Patterson may be stubborn in keeping his undisciplined, swing-from-the-heels approach to the plate, but he’s clearly trying his damnedest. I’m open to a trade if it means getting more than you give, though I’m not in the trade-him-now-no-matter-what camp. But that doesn’t mean I believe he merits a a spot atop the batting order.

The numbers are startling: Of the 148 major-league hitters with at least 250 plate appearances (Patterson has 289), he has the 144th worst on-base percentage – .277. Of those 148 hitters, 133 see more pitches per plate appearance than he does — 3.41. Of Patterson’s 289 plate appearances, 75 — 25 percent! — have resulted in strikeouts. He is, at this moment, truly terrible.

One could make an argument that when a player gets this bad, he ought to be replaced in the lineup. That may or may not be an option, depending on one’s opinion of Jerry Hairston Jr.’s ability to play center field. If that’s the determination, fine. At least minimize the damage Patterson can do by batting him lower in the order.

And yet, and yet, and yet … manager Dusty Baker insists on batting him first. And, to compound the travesty, he has backed up Patterson’s whiffology with Neifi Perez‘s unique brand of easyoutism. Remember that list of 148 major-leaguers with at least 250 plate appearances? Perez’s on-base percentage is 132nd worst — .300. His career on-base percentage is .301. He is one of the worst hitters to ever play major-league baseball for an extended period of time.

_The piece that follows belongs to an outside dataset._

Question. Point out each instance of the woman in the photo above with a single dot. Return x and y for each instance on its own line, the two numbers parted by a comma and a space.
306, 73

Once again, necessity perhaps means Perez must play shortstop, thanks to Garciaparra’s terrible injury. But why must he be put in a position where his reliably bad performance will hurt the team the most?

The Cubs won yesterday’s game 2-0, following up a 2-0 win Sunday, but they cannot continue to shutout teams indefinitely — even with Wood and Prior back in the rotation. Patterson’s catch may have saved the game yesterday, but perhaps it wouldn’t have needed saving if he and Perez hadn’t combined to go 0-for-8. If one of them had been on base, Lee’s third-inning home run would have been a two-run shot.

Patterson, now 25, may yet figure it out. I’d like him to do so with the Cubs. There’s no good reason, however, for him to occupy precious real estate at the top of the order while he does so. Perez is more than one of those “proven veterans” Baker so adores, he’s a proven outmaker. He oughtn’t be anywhere near sniffing distance of the top of the lineup.

Baker simply cannot continue with this madness — not if he wants to give his club its best chance to win, not if he wants to keep his job.

(Also posted to CubsNet.com.)

Purple haze

I thought that Comcast’s decision to delay the start of a Cubs broadcast last week so it could show commercials and promote its mediocre late-night sports news program was pretty bad. But last night’s performance was even worse.

Bottom of the ninth inning, Cubs trail by two, and — pfft! — the screen goes … purple. The Cubs went on to lose uneventfully, and so far as I know the screen is still purple.

Comcast Sports Net has got to get its act together. The Cubs should insist on it.